Monday, January 16, 2012

Growing in My Garden: January 9-15

Not so fast Spring! I'm now wondering if this blog has more influence than originally thought. As soon as I publicized my worry of an early spring, winter was delivered. Temperatures took a nosedive mid-week as a cold front carrying high winds and light but constant snow moved into the Midwest. Over the course of three days, a thin blanket of snow covered most of the garden.

I left a few sturdy plants in containers on the front porch, waiting for snow. The plants (including this mum) provide interest even without a covering of snow, but fulfill my aesthetic intentions once covered with a couple of inches of the white stuff.

Aronia 'Brilliantisima'
The shrubs in the driveway border no longer blend into the brown mulch. I'm now wishing I had planted more Aronia, as it has turned out to be a spectacular specimen in winter.

Picea pungens 'Fat Albert'
The needles of the Colorado Blue Spruce collect the light snow up the length of its twigs. The icy snow didn't melt much, so individual flakes could still be seen along the ridges.

Pinus mugo
I barely notice the Mugo pine in the front border until we have a snowfall. The rest of the year, it's a solid shrub that provides good shape and constant color. When its green needles poke out through the fallen snow, it becomes a highlight of the garden.
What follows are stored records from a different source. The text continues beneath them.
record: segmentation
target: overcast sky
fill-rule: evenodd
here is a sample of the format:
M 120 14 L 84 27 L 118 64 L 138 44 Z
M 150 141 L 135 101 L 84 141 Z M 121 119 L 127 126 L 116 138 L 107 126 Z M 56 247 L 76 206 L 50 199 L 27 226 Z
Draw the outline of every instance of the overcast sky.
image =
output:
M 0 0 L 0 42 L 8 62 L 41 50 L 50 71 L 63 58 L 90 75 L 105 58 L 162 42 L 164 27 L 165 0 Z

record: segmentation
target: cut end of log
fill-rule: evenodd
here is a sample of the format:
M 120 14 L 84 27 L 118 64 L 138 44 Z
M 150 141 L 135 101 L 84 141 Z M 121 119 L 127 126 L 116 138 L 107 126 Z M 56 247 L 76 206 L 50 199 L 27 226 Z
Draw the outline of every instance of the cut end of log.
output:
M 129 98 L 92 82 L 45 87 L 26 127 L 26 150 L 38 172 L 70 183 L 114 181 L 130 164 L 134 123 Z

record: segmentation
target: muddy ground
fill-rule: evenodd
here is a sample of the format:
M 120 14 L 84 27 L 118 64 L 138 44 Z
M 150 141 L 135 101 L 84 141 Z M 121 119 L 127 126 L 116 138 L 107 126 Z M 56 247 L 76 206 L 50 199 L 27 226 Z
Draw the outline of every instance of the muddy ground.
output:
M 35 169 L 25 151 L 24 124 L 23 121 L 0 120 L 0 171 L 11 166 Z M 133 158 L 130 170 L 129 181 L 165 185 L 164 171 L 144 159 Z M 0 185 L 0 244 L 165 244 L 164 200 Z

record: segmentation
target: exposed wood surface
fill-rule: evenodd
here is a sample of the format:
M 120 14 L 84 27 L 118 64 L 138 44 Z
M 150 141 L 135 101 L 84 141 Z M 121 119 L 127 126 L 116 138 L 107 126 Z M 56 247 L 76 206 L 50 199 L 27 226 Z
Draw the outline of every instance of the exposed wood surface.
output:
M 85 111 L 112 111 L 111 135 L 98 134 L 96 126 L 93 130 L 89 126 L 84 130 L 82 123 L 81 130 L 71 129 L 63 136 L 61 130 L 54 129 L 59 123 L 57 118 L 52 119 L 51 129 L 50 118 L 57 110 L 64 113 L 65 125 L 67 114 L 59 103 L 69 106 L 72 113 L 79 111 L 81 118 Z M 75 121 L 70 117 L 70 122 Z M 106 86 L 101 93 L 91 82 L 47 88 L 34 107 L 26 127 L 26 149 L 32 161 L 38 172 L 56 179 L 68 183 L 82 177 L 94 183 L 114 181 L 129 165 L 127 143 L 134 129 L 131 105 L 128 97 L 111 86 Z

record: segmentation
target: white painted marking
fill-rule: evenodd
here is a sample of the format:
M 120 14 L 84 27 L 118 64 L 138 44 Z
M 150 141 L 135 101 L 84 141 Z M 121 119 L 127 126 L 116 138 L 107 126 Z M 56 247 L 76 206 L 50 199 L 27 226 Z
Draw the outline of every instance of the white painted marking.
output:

Picea pungens 'Fat Albert' and Clematis 'Jackmanii'
I'd like to claim credit for planning it this way, but rather accidentally the front border is filled with plants that make excellent show catchers. Of all our garden areas, this part is the best example of the winter garden.

Hylotelephium 'Autumn Joy'
The tall sedum that grows at the base of the spruce may be named 'Autumn Joy' for its russet flowers, but my favorite sedum season has always been winter. The upright stems topped with broad corymbs will collect snow for most of the winter. As stems are broken by the weight or wind, I'll remove them.

Baptisia australis
I tried a new technique with the Baptisia in the front border while cleaning up the garden in fall. Instead of cutting the old stems down to the ground, I pruned the front of the plant down to half-height and the back to around 3/4 height. I'll take them down completely in spring, but I'm enjoying the different architecture it provides for now.

Miscanthus sinensis
Temperatures in the upper teens led to a very dry snow; very little stuck to plants without horizontal surfaces. With the strong winds that we had, I'm surprised any held on to the seed heads of ornamental grasses.

Hylotelphium 'Matrona'
Tall sedum makes an excellent companion to tall ornamental grasses, in both autumn and winter. Against the snow, their color becomes even more pronounced.

Itea virginica 'Little Henry'
My jury is still out on 'Little Henry' sweetspire. It has interesting summer flowers and good fall color, but its habit and overall impact in the landscape is underwhelming. I'm growing two of these shrubs in the back border, and if I'm honest they've been disappointing. Even with a snowy background, the branches and seed heads don't scream "look at me." It's possible they need to be moved to place where they are less of a focal point.

Hibiscus syriacus
Despite the high germination rate of their seeds, I leave Rose of Sharon (Hibiscus syriacus) pods on for winter. I'll be pulling saplings out next season, but I enjoy the ornamentation they provide during winter. I always chuckle when I see a Rose of Sharon sapling for sale in our garden center. I could probably retire by selling the seedlings I remove.

As I write this, it has warmed up to 46F and large areas of mulch have reemerged in the garden. If this is our only real taste of winter this year, I'll be disappointed. But as most gardeners will attest, satisfaction in the garden is an undefinable mix of hard work, good (perhaps lucky) choices and a willingness to accept what Mother Nature provides.


  1. We had almost the same scenario here in the Northwest the last two days! I took a similar shot of the grass. I just adore the way they look with snow on them. also, I really like your idea with the Baptisia, I think I will do the same.

  2. seedpods are so important to the winter garden! The electric company just came in with their heavy equipment and churned my winter interest into the sand... killin' me.
    Nice snow pics, the white helps offset everything nicely.
    I'm very happy that I don't get much practice shooting snow pics... h8 that cold stuff.

  3. I guess it's a "Be Careful What You Wish For" moment! Your garden looks lovely with all the snow...and I agree, some plants look their best in contrast with snow. We just got some heavy wet snow, which, unfortunately, has taken its toll on the garden.